An elastic restoring circuit DMP with G _A ′ as input is provided,
The deviation between the output GMP and the output WeH of the coefficient unit _K2 is calculated by the adder A6, and the deviation output
The same implementation can be achieved by configuring WeH1 to be added as a comparison element of the low value priority circuit LVG, and according to such an embodiment, t in FIG.
It is possible to suppress the vibration of the generator's actual output W _A in ₂ hours and quickly settle down to W _A = W _MAX .

(3) As shown in FIG. 7, the embodiments (1) and (2) above can be combined in a similar manner, and according to this embodiment, the actual generator output W _A
Excessive movement and vibration can be suppressed.

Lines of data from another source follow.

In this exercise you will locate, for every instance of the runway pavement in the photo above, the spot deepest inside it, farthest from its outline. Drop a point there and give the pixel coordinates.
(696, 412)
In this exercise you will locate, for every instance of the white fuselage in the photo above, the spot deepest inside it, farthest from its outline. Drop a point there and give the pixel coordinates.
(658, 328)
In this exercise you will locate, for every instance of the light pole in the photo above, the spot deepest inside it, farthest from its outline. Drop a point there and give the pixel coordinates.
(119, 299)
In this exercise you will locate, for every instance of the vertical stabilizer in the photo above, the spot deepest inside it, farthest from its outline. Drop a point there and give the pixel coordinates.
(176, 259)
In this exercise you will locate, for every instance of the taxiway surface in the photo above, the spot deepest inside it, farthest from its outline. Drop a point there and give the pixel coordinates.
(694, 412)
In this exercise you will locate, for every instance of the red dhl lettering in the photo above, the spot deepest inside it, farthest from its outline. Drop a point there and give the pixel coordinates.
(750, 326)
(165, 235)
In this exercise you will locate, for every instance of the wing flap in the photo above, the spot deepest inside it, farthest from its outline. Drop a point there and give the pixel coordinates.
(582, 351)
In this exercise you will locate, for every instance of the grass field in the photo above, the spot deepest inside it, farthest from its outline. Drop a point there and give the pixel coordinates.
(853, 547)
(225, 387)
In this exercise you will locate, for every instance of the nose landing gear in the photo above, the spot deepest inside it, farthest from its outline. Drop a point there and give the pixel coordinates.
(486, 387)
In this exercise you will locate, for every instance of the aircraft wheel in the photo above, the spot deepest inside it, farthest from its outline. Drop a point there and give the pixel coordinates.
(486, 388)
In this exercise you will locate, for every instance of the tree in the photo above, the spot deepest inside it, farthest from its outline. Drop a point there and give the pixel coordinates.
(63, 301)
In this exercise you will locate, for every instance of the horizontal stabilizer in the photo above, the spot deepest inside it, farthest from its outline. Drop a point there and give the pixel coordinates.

In addition, the present invention is not limited to the above embodiments, and can be implemented with various modifications without changing the gist thereof.

As explained above, according to the present invention, in a flow rate control device that adjusts the water turbine flow rate of a water turbine generator provided in a hydroelectric power plant, when the actual output of the water turbine generator is less than or equal to its upper limit setting value, the target water turbine flow rate is Based on the deviation between the value and the actual water turbine flow rate, on the other hand, when the upper limit set value is exceeded, the deviation between this upper limit set value and the above generator actual output value is given priority over the above flow rate deviation, and the water turbine is adjusted based on this deviation. Since the flow rate is controlled, even if the flow rate characteristics and output characteristics of the water turbine change, the actual output of the generator can be kept below the upper limit value and the generator and other electrical equipment within the station can be smoothly maintained without being damaged. A highly reliable water turbine control device that can contribute to operation can be provided.

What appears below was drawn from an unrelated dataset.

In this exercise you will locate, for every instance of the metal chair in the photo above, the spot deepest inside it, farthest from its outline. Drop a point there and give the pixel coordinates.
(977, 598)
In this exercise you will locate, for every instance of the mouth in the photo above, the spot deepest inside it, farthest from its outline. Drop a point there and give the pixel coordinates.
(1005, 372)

[Brief explanation of drawings]

Figure 1 is a diagram showing the general configuration of a hydroelectric power plant.
Figure 2 is a block diagram showing a conventional water turbine control device.
FIG. 3 is a configuration block diagram showing one embodiment of the water turbine control device of the present invention, FIG. 4 is a diagram for explaining the operation in FIG. 3, and FIGS. 5 to 7 are the water turbine control device of the present invention. FIG. 2 is a configuration block diagram showing another embodiment of the present invention. 3... Water turbine, 4... Guide vane, 5... Generator, T'... Guide vane drive circuit, Z'... Guide vane drive mechanism, A3 to A6... Adder, F3...
...Function generator, K ₁ , K ₂ ... Coefficient generator, LVG ... Low value priority circuit, α ... Water turbine characteristic element, β ... Generator characteristic element, C ... Comparator, Ca ... Contact of C ,
DMP...Elastic restoring circuit, X...Flow control device,
X _N ...Flow rate control device.

Claims (1)

[Scope of Claims] 1. In a water turbine control device that adjusts the flow rate to the water turbine of a water turbine generator provided in a hydroelectric power plant, a deviation between a target water turbine flow rate value and an actual water turbine flow rate value of the water turbine generator is calculated. output deviation calculation means for calculating and outputting a deviation between the actual output value of the water turbine generator and a predetermined upper limit output setting value of the water turbine generator; When the actual output value of the water turbine generator is smaller than the upper limit output setting value, the deviation output of the flow rate deviation calculation means is set, and when the actual output value of the water turbine generator is larger than the upper limit output setting value, the A water turbine control device comprising: control output selection means for selectively outputting the deviation output of the output deviation calculation means as a control output of the water turbine flow rate.